I've already read an ARC of this in order to review it and it's bloody brilliant. If you don't win a giveaway copy, buy it yourself because it's fantastic. Here's the review I wrote (previously posted elsewhere):
Nina is Not OK is a book which not so much leaves an impression as pulls your still-beating heart clean out of your chest, does a little dance on it, then pops is back in upside down. While making you laugh. And cry. Oh, especially cry.
Full disclosure: I adore Shappi Khorsandi. She's warm, funny and wonderful and I want to be just like her when I grow up, please (that I'm 43 and apparently a grown-up already is neither here nor there). I was, then, fully expecting to enjoy 'Nina'; I was not expecting, however, to be, y'know, deeply affected by it. Yeah, I'm not crying, I've just got a novel in my eye.
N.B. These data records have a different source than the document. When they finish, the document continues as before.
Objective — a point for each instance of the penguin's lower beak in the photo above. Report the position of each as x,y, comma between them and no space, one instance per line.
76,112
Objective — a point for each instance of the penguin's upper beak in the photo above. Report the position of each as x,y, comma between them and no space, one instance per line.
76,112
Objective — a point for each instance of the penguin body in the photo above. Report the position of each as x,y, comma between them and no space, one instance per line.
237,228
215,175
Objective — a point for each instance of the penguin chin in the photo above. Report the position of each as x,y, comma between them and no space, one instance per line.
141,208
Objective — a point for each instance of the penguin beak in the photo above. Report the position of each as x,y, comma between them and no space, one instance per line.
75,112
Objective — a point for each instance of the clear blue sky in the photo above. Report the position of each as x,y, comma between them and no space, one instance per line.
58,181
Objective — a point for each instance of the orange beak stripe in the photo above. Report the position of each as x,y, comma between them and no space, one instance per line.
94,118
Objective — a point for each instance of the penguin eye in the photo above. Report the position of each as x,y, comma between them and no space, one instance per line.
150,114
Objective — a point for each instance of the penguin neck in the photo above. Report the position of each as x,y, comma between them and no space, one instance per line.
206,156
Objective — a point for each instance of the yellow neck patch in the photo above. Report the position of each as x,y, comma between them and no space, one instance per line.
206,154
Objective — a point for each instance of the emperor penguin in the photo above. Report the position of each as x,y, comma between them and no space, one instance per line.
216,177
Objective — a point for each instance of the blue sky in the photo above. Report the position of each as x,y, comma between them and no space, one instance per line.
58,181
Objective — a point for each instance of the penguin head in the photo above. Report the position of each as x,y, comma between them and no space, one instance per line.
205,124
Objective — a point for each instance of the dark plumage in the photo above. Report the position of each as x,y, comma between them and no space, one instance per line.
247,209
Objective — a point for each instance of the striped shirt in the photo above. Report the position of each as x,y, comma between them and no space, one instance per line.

Lovely, lovely Nina is eighteen and an alcoholic. A childhood tragedy is the seed from which her addiction to alcohol grows; a traumatic experience as she's on the very cusp of adulthood is what sets her spiralling out of control. A supporting (but not always supportive) cast of friends and family attempt to halt her decline, but before long her illness alienates even those she is closest to. In Nina, Khorsandi has created such a credible, likeable, damaged heroine that the reader cannot help but to fall absolutely for her. We care, oh good God we care. We care about her, and what happens to her, so very much. This is testament to Khorsandi's skill in crafting such a wonderful character; one whose humour (remember, I did say laugh AND cry) serves to both lighten the horror while also drawing into yet sharper relief. It's also the reason why the book never feels hard work, or overwhelming; there is much that is challenging here, but you're never far from one of Nina's scathing one-liners or pithy observations. Which of course, makes us love her even more.
Nina is Not OK is a searing exploration of teenagerdom, and how delicate the balance between 'fine and dandy' and 'my life is going down the tubes' is at that age. Emerging sexuality, tangled friendships and the sweet agony of first love are all covered, sensitively and honestly, here. But it's the darker side of the novel which truly haunts. The question of consent hangs over the whole narrative; victim blaming and shaming makes for an often uncomfortable and harrowing read. For all the laughs, the wild nights and crazy tales, at the heart of the story is a vulnerable girl who 'fucks [people] just so [she] can have a cuddle'. And when you're young, and vulnerable, there will always be those all too ready to take advantage of you.
The wonderful thing (OK, one of the many, many wonderful things) about Nina is Not OK, however, is that despite all, it's actually, ultimately truly and completely redemptive. Nina has balls - she has fight and she's so utterly courageous and brave and strong. We root for her, we will her on, because (did I mention?) we care about her. And she doesn't disappoint.
I have a daughter Nina's age which might, perhaps, explain why I was such a cryface practically from page one. A more likely reason, though, is the fact that Shappi Khorsandi has written a book so bloody brilliant, so insightful, so well-researched, so sweet and sad and painful and lovely, that it made me snot on the bus. Read it, read it now. It's the most perfect, tragic yet curiously uplifting novel you'll read all year.